A pavement marker was obtained in the same manner as in the above Example using the following melting type paint This paint was a melting type pavement marking material. This paint was molten at 200° C. and coated on the surface of pavement, followed by solidification by cooling to form a white line.

Composition of the paint:

Titanium dioxide=6.5 parts by weight

Calcium carbonate=61.0 parts by weight

Petroleum resin=15.0 parts by weight

Plasticizer=1.5 parts by weight

Glass beads=16.0 parts by weight

When the pavement marker of this Comparative Example was heated at 200-300° C. for 5 minutes by a burner after a lapse of 1 month from the formation of the marker, only the surface resin layer was carbonized and changed to black in its color, but the resin layer under the carbonized resin layer remained white in its color. When after a lapse of 1 week, one drove a car on the pavement on which the marking material was formed and observed the surface of the pavement, the driver saw the original white line exposed by the removal of the carbonized resin layer. Therefore, it was attempted to remove the original white line, that is, the pavement marker of this Comparative Example so as to make it invisible for the driver, but it could be removed only by using a cutting machine and much labor and time were required.

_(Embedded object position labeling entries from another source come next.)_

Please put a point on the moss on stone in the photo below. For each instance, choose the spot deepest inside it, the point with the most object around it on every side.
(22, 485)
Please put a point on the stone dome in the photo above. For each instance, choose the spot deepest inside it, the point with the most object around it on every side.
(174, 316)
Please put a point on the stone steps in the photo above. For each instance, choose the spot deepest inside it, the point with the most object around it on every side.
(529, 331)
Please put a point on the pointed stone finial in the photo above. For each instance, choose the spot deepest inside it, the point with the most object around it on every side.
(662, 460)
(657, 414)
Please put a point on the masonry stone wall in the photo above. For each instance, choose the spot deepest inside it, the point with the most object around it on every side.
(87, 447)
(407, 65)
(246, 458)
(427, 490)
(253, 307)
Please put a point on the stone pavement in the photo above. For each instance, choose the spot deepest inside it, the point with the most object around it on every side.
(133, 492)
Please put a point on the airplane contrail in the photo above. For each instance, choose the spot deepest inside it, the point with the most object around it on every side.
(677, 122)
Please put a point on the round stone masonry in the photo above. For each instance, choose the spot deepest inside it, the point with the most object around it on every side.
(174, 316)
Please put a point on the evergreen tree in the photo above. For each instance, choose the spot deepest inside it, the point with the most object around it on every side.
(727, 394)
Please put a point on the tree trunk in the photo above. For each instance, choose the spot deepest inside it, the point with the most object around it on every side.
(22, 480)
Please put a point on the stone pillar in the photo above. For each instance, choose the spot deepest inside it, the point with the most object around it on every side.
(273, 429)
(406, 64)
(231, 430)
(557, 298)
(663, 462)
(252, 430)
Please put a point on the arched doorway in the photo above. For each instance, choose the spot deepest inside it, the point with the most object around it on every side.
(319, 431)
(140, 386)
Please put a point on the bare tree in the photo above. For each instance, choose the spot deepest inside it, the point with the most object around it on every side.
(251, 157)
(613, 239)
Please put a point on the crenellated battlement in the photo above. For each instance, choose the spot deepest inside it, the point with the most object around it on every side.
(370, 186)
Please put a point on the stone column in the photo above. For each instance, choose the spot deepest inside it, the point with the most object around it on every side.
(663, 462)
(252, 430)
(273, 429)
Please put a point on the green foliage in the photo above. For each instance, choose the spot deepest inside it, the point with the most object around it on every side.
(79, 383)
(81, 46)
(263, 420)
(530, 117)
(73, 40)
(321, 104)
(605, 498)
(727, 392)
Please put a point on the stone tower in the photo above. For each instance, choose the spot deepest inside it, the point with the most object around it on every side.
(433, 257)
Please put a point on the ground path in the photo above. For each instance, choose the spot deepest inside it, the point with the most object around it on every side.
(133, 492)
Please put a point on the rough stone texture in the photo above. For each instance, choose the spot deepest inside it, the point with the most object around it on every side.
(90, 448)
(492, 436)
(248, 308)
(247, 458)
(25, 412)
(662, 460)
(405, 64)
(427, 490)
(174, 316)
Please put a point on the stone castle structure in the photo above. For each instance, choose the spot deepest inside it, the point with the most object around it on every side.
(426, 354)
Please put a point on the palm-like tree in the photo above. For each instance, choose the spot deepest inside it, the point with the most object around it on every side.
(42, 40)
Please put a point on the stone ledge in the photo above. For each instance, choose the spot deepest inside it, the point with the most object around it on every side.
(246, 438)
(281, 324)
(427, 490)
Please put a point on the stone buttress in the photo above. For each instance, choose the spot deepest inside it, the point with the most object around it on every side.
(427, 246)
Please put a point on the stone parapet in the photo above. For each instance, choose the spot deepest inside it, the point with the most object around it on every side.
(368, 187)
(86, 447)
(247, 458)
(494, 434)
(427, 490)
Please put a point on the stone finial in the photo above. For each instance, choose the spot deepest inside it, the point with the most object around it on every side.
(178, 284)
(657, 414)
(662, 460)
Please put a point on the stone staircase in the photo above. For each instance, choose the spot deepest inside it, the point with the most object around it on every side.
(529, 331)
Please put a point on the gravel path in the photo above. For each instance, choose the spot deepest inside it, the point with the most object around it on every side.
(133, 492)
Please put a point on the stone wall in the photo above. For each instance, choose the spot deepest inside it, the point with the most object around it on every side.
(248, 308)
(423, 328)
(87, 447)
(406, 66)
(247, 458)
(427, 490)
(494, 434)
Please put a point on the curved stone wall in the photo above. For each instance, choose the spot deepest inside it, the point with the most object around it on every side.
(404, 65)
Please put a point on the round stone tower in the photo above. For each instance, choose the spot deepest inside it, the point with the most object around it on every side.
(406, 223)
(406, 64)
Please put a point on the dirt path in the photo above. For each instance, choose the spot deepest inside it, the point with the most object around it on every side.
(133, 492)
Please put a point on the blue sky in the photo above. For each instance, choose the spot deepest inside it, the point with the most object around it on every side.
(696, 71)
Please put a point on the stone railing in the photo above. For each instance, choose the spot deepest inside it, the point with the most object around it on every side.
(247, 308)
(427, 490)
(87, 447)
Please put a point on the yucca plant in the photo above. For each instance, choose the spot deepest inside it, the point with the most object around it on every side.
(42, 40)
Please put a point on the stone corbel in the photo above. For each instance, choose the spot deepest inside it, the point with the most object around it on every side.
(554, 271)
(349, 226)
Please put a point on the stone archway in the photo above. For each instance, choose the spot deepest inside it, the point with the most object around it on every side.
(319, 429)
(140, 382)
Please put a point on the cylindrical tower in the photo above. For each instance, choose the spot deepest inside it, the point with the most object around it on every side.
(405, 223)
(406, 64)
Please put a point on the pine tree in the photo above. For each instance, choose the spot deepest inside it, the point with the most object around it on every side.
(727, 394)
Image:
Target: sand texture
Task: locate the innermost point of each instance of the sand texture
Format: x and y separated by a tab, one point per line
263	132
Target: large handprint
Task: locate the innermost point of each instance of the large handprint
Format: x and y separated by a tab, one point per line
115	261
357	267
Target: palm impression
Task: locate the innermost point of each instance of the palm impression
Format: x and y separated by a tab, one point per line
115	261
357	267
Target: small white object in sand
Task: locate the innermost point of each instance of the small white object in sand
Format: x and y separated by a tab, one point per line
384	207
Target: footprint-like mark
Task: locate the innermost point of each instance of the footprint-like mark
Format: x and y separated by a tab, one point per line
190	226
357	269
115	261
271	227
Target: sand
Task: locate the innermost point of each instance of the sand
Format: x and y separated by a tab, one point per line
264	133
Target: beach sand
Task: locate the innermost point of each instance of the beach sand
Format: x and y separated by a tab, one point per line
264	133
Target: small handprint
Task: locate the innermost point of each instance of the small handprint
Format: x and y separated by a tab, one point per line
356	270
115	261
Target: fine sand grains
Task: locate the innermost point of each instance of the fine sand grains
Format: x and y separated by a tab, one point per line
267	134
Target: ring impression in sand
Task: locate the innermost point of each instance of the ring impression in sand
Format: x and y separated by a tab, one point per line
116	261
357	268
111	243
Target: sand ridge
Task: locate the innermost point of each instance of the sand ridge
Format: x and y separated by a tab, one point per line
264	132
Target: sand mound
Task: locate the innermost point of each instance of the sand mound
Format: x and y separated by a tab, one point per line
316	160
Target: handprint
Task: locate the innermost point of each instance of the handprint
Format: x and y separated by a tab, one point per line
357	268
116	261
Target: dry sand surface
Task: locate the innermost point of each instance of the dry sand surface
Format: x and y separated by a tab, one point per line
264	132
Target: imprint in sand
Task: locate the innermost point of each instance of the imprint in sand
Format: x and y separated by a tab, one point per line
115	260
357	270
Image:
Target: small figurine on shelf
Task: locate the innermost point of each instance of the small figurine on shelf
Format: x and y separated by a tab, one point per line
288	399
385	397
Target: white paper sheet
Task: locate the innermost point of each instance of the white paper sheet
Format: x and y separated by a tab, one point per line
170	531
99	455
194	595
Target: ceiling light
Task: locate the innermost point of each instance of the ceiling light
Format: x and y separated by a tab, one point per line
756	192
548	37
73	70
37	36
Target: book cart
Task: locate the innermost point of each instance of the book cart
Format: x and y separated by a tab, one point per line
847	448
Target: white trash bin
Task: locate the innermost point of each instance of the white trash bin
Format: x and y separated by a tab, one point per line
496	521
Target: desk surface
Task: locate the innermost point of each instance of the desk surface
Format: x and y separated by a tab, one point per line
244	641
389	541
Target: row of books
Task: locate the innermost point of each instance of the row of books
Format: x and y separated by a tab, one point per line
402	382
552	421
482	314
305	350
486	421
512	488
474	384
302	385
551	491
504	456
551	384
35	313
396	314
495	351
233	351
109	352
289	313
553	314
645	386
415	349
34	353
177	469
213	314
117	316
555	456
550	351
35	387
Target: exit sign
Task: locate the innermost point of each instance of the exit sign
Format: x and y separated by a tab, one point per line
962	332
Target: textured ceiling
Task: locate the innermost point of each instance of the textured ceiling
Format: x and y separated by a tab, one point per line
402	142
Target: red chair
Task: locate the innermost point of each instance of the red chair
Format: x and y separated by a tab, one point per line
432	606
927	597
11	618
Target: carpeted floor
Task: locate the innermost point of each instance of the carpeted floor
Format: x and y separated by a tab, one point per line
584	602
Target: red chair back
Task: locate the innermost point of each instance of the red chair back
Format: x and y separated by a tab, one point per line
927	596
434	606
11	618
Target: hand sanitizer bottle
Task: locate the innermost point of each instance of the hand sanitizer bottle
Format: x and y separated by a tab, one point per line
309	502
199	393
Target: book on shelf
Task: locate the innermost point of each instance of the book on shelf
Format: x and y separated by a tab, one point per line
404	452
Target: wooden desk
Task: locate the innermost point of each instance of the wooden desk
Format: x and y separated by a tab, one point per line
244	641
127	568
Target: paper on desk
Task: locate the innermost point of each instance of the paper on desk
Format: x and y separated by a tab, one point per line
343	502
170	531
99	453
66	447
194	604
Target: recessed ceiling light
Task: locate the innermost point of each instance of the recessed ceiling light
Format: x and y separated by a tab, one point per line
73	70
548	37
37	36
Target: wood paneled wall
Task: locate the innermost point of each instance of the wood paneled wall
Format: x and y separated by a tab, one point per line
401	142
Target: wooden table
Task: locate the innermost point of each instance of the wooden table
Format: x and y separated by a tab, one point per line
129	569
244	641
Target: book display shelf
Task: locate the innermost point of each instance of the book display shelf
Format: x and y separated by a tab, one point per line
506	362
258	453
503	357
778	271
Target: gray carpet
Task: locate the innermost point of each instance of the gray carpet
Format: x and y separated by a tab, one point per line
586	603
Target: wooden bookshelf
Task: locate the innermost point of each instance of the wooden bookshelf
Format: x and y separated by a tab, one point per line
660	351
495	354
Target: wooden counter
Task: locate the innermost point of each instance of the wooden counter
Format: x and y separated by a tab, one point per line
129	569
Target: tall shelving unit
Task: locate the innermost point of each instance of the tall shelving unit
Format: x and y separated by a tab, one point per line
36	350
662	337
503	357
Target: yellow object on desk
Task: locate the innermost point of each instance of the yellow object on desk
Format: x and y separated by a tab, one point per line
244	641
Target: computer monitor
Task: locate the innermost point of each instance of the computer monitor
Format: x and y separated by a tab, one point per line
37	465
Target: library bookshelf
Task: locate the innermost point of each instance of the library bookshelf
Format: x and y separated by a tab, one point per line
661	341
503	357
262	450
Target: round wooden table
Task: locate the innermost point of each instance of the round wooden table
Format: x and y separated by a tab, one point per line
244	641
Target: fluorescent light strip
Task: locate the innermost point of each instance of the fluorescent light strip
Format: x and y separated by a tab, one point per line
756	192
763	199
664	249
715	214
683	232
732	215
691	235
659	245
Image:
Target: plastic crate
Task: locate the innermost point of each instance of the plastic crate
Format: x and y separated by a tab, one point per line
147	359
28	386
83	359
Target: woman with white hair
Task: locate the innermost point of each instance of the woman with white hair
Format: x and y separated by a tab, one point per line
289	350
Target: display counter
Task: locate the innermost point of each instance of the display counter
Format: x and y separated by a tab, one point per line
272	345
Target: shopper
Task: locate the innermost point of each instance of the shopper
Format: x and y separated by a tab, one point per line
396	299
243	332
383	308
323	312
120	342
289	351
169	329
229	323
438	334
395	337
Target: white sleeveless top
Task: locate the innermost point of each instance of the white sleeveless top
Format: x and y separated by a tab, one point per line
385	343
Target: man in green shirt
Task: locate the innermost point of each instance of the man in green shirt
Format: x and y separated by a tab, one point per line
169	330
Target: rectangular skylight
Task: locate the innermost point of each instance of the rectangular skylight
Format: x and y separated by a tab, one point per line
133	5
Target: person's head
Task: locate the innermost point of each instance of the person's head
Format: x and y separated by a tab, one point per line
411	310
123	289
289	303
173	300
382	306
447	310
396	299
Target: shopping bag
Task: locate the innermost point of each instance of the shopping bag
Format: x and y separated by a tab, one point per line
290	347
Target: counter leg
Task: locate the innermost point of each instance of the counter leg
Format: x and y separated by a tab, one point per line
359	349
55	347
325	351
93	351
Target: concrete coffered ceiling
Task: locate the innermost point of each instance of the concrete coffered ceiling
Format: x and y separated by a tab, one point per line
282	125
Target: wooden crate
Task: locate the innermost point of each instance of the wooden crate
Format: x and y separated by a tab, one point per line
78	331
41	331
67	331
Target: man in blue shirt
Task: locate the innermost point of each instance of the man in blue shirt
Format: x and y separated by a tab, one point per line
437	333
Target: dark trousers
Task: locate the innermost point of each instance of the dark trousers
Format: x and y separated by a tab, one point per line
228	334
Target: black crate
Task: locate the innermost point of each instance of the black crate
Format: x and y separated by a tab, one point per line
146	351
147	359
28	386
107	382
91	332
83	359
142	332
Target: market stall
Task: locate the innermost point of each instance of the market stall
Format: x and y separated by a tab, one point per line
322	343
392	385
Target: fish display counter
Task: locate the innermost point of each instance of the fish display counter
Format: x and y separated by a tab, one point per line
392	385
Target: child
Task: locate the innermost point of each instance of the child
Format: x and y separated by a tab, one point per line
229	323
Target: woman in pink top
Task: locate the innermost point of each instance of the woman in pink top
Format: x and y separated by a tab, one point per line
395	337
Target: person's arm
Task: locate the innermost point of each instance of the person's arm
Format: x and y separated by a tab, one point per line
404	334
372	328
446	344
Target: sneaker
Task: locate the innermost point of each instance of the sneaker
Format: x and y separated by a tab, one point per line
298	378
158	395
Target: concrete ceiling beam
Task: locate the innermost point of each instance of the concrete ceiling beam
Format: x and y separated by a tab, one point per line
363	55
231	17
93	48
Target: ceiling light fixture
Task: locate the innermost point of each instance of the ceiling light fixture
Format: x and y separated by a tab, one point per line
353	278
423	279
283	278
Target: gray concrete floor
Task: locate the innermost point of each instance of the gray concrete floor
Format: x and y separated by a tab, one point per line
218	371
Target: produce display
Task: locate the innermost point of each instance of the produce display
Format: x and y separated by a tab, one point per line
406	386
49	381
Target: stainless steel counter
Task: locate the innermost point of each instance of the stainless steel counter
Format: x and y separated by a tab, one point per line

The temporary marking material and pavement marker of the present invention can be utilized for forming temporary lines, signs, patterns, etc. on the surface of a pavement which can be removed in case they become unnecessary. The temporary marking material and pavement marker of the present invention hardly peel off or move during temporary marking, and when they become unnecessary, they can be easily peeled off by heating from the structure in a short time.